Сократ. Тогда выбирай сам, что тебе больше нравится, - спрашивать или отвечать.
Пол. Хорошо, так и сделаем. Ответь мне, Сократ, если Горгий, по-твоему, зашел в тупик, что скажешь о красноречии ты сам?
Сократ. Ты спрашиваешь, что это за искусство, на мой взгляд?
Пол. Да.
Сократ. Сказать тебе правду, Пол, по-моему, это вообще не искусство.
Пол. Но что же такое, по-твоему, красноречие?
Сократ. Вещь, которую ты, как тебе представляется, возвысил до искусства в своем сочинении: я недавно его прочел.
Пол. Ну, так что же это все-таки?
Сократ. Какая-то сноровка, мне думается.
Пол. Значит, по-твоему, красноречие - это сноровка?
Сократ. Да, с твоего разрешения.
Пол. Сноровка в чем?
Сократ. В том, чтобы доставлять радость и удовольствие.
Пол. Значит, красноречие кажется тебе прекрасным потому, что оно способно доставлять людям удовольствие?
Сократ. Постой-ка, Пол. Разве ты уже узнал от меня, что именно я понимаю под красноречием, чтобы задавать новый вопрос: прекрасно ли оно, на мой взгляд, или не прекрасно?
Пол. А разве я не узнал, что под красноречием ты понимаешь своего рода сноровку?
Сократ. Не хочешь ли, раз уже ты так ценишь радость, доставить небольшую радость и мне?
Пол. Охотно.
Сократ. Тогда спроси меня, что представляет собою, на мой взгляд, поваренное искусство.
Пол. Пожалуйста: что это за искусство - поваренное?
Сократ. Оно вообще не искусство, Пол.
Пол. А что же? Ответь.
Сократ. Отвечаю: своего рода сноровка.
Пол. В чем? Отвечай.
Сократ. Отвечаю: в том, чтобы доставлять радость и удовольствие, Пол.
Пол. Значит, поваренное искусство - то же, что красноречие?

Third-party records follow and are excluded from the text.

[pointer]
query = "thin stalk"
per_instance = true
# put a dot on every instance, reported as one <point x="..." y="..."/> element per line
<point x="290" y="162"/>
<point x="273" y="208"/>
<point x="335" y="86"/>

Сократ. Никоим образом, но это разные части одного занятия.
Пол. Какого такого занятия?
Сократ. Я боюсь, как бы правда не прозвучала слишком грубо, и не решаюсь говорить из-за Горгия: он может подумать, будто я поднимаю на смех его занятие. Я не уверен, что красноречие, которым занимается Горгий, совпадает с тем, какое я имею в виду (ведь до сих пор из нашей беседы его взгляд на красноречие так и не выяснился), но то, что я называю красноречием, - это часть дела, которое прекрасным никак не назовешь.
Горгий. Какого, Сократ? Не стесняйся меня, скажи.
Сократ. Ну, что ж, Горгий, по-моему, это занятие, чуждое искусству, но требующее души догадливой, дерзкой и наделенной природным даром обращения с людьми.
Суть этого занятия я зову угодничеством. Оно складывается из многих частей, поваренное искусство - одна из них. Впрочем, искусством оно только кажется; по-моему, это не искусство, но навык и сноровка. Частями того же занятия я считаю и красноречие, и украшение тела, и софистику - всего четыре части соответственно четырем различным предметам.